Liam struggled to get the image of the fallen magi out of his head—the way his leg was folded unnaturally beneath him and how his arm was bent awkwardly at his side. Liam hoped that despite the odds, the man was alive, but that also meant he was dying alone.

Slapping Andrew’s hand off his shoulder, Liam darted back to the manor. Andrew yelled for him to stop, but Liam charged ahead. Family didn’t leave Family behind. They didn’t run away when things looked bad. A Family fought with each other, for each other, and for as long as it took, until victory was at hand. He broke from the trees into the open and, without having to worry about tripping over the underbrush, pushed forward with renewed vigor. Andrew cursed behind him. So he
was
following him.
Good.
Liam would need his help dragging the fallen magi to safety.

A fireball sailed through the air above him. Mason’s squad was having difficulty entering the manor. They were lined up against the exterior, shooting quick attacks inside before ducking behind the wall. Two more magi had fallen.

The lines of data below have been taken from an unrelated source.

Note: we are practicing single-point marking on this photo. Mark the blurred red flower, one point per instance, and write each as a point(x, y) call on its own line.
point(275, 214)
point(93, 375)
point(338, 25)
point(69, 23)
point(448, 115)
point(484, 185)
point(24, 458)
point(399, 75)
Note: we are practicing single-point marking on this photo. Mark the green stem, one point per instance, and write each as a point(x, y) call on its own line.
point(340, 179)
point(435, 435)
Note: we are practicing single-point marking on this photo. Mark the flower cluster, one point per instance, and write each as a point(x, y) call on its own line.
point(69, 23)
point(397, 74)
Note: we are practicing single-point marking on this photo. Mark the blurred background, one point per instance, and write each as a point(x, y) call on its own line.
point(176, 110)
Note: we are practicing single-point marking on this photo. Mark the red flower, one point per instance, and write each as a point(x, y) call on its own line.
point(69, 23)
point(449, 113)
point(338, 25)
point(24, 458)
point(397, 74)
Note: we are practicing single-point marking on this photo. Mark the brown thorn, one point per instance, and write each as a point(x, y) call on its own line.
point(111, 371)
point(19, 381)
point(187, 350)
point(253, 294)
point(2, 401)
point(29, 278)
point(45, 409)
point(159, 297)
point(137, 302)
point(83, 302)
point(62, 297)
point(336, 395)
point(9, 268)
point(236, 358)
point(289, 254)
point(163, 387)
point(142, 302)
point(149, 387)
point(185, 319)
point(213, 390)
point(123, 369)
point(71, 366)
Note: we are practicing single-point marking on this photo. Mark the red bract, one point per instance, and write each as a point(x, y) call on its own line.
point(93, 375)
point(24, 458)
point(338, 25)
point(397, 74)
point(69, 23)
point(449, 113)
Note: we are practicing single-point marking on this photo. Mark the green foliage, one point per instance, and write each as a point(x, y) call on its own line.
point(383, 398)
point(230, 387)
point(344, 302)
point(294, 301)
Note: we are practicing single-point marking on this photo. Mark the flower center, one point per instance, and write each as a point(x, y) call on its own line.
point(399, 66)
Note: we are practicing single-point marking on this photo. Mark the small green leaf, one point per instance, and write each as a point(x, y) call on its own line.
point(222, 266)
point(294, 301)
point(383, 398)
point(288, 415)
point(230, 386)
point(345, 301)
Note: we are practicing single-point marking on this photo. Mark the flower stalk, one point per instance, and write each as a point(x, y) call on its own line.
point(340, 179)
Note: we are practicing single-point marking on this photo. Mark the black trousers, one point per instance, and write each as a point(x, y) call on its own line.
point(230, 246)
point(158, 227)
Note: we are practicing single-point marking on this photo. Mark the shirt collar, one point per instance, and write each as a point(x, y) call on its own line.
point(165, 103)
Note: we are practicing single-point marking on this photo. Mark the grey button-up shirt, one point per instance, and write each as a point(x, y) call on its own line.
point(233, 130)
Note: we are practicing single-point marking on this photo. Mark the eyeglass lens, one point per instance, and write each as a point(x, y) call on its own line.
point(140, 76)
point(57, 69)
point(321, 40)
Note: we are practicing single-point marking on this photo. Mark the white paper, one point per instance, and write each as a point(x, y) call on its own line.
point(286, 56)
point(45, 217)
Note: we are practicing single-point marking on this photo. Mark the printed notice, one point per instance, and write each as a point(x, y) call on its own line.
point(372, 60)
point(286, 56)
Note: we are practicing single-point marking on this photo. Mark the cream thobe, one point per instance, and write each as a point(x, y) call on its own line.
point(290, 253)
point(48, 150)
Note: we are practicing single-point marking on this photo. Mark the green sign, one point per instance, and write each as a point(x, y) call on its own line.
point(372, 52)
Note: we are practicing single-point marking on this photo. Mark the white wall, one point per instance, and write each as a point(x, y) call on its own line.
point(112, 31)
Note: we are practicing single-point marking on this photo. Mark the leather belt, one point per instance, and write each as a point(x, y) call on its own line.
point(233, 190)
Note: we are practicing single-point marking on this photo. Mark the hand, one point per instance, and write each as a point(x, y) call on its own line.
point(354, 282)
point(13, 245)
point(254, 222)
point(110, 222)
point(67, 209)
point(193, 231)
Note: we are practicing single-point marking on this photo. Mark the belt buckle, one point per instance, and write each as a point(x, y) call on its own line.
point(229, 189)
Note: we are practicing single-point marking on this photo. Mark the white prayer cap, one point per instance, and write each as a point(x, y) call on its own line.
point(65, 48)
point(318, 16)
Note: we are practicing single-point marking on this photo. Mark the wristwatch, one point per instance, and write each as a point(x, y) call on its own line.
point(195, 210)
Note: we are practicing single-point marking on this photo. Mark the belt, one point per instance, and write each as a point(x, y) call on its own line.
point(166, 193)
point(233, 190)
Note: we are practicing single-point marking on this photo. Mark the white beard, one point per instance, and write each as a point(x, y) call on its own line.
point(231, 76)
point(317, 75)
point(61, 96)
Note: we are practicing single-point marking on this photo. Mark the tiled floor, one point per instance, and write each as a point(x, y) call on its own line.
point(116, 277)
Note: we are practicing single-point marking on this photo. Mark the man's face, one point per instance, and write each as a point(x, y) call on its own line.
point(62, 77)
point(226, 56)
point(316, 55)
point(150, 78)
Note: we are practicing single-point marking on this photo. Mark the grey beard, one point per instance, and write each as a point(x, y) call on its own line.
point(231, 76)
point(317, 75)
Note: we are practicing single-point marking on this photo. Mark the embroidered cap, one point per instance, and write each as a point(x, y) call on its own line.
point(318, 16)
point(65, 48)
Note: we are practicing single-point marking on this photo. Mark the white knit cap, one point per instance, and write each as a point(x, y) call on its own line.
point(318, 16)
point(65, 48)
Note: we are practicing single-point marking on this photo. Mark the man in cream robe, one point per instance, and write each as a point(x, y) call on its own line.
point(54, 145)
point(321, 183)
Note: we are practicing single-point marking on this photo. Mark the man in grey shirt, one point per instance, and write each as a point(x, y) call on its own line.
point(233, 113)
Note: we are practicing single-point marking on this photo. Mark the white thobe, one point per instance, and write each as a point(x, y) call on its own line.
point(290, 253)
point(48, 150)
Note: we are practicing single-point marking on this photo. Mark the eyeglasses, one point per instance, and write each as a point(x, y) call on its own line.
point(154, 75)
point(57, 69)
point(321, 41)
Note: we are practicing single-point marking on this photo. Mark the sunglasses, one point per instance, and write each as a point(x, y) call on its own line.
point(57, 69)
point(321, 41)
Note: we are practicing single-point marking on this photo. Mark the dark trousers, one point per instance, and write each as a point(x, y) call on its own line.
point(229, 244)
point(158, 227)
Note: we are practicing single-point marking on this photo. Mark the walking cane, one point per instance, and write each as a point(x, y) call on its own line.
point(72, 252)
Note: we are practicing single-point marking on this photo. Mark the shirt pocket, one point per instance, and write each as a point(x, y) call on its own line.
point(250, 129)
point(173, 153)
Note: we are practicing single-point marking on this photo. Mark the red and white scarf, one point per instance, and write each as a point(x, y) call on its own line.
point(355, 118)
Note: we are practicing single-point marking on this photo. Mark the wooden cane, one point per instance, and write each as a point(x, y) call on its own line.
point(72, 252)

Liam cursed. Was he going to carry them to safety, too?
One thing at a time. Grab the closest one first. Get him to safety. Then worry about the rest.

Liam slid to a stop beside the fallen magi. It was Rory. He was worse than Liam imagined. He’d taken a fireball to the chest; his face and arms were red and blistered, and the edges of the burns were dark and crispy. His tattered shirt was completely missing below his chest.

But he was breathing.

“Damn it, Liam,” Andrew said, closing in behind him. “What are you doing? You’re going to get yourself killed.”

“Help me.” Liam took Rory below the armpits and waited for Andrew to take his legs. “He’s alive. We need to get him back to the forest.” Andrew harrumphed but grabbed Rory by his waist. Rory’s broken leg swayed nauseatingly under him. “I couldn’t leave him.”

Carrying Rory through the forest proved to be more difficult and slower than Liam had expected. Liam’s feet seemed to catch every root, vine, and rock. He almost fell twice, once bouncing Rory’s bad leg off the ground. Rory stirred at that, moaning and rocking his head back and forth. Liam winced, apologized, and kept moving.

“Make way!” Liam ordered. The group of nonwielding magi cleared, allowing Liam and Andrew to lay Rory on the ground. “Fetch some water,” he said to no one in particular. “We need to get a splint on that leg.”

Andrew nodded. They found two branches that were mostly straight and butted them up against the sides of Rory’s leg. The way they’d laid him down, it was mostly straight, though bent slightly to the side at the knee.

“Hold him steady,” Liam said.

Andrew held him by his shoulders.

Liam exhaled softly and took Rory’s foot, placing his other hand above Rory’s kneecap. He lifted it about six inches above the ground and rotated it. Rory’s knee twisted without resistance, nearly making Liam sick. Rory barely moved, his unconsciousness acting as a natural anesthesia. Once the knee was in place, they repositioned the branches and bound them together with their belts.

Exhausted, Liam sat back.

Pepper, a young boy whose hair couldn’t decide if it wanted to be light or dark, returned with water.

“We need to clean his wounds,” Liam said. The boy paled.

“I’ll do it.” Joyce stepped forward. In her early thirties, her hopes of wielding had died long ago, and with them, so had her dreams of becoming a cleric. But she had found her place in taking care of the clerics’ wounds as they healed. She took the canteen from Pepper and gently poured its contents over the wounds on Rory’s arms, slowly washing away the dirt and debris.